My Husband Passed Away

Erin

Monday I lost my best friend; my only friend. We had been together for almost 11 years. We have 2 daughters together and just found out about 2 weeks ago I was pregnant again. We were hoping for a boy. My husband was so excited. Now I have been planning a funeral for my husband. I will bury him Sunday and then go Monday for my first sonogram. I can’t imagine my life without him. I can’t eat. Food doesn’t have taste. I wake up and immediately feel lost. I haven’t been able to sleep in our bed. I have had our girls and I on the couch. I just can’t sleep in our bed. I tried laying down in it earlier and it just smells like him but he’s not here.
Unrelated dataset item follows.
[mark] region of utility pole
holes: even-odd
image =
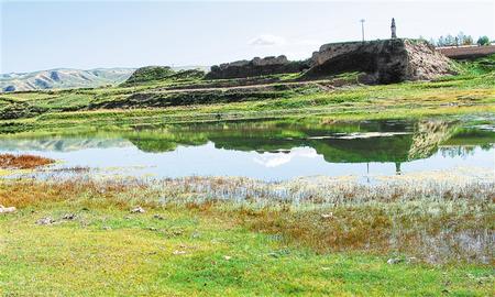
[[[364,19],[361,19],[360,22],[361,22],[361,34],[363,36],[363,42],[364,42]]]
I have never experienced a pain like this before. I’m absolutely devastated and so lost. My mom has been staying with me because she doesn’t want me alone and that’s been nice because anytime I am alone I cry. But next week everyone goes back to their normal schedules and I don’t know how to go back to normal. Everyday I find myself in more and more pain. I can’t imagine having a baby without my husband with me. I’m not sure why I am posting this here but I just wanted to type it out.
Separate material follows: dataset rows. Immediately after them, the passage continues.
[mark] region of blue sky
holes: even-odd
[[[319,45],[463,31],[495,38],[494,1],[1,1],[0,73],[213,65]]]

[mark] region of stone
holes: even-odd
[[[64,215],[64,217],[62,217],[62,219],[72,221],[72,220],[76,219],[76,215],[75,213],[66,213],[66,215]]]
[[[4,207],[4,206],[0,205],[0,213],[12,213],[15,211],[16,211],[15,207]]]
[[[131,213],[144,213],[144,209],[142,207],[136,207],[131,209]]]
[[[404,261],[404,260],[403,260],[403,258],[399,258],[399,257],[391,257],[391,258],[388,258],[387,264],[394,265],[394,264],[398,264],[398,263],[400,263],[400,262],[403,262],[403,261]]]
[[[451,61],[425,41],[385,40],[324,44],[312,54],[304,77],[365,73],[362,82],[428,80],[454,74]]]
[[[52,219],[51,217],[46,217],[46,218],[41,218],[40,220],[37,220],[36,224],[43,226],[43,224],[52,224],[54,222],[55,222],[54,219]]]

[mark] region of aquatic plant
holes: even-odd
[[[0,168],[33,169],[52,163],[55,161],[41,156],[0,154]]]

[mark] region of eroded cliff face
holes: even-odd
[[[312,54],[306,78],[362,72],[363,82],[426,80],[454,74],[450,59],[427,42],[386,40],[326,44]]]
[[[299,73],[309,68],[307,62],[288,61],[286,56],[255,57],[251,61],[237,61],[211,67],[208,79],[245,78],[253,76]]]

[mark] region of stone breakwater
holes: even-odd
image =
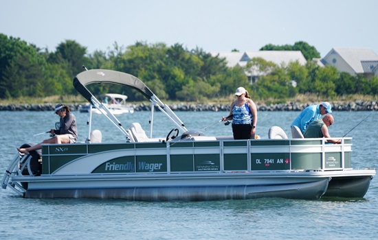
[[[378,101],[356,101],[347,103],[331,103],[334,111],[376,111],[378,110]],[[265,104],[256,103],[258,111],[302,111],[313,104]],[[8,104],[0,105],[0,111],[53,111],[55,104]],[[135,111],[151,110],[151,105],[146,104],[129,104]],[[230,104],[172,104],[169,107],[174,111],[230,111]],[[69,104],[71,110],[78,110],[80,104]]]

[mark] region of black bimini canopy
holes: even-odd
[[[109,83],[127,86],[136,89],[150,99],[153,93],[137,77],[113,70],[91,69],[78,74],[74,79],[74,86],[87,100],[91,102],[92,93],[85,87],[91,84]]]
Has anyone lost their spouse before? Does it get easier? I find myself wanting to just be with him. I am 26 my husband was 28. His heart failed him. I feel like I failed him too. I just want to be with him so bad. He was my best friend. We never went more than 2 hours without talking to each other. I called him on the way to work, on the way home..how am I supposed to go to work and not talk to him. I’ll never see his name pop up on my phone again.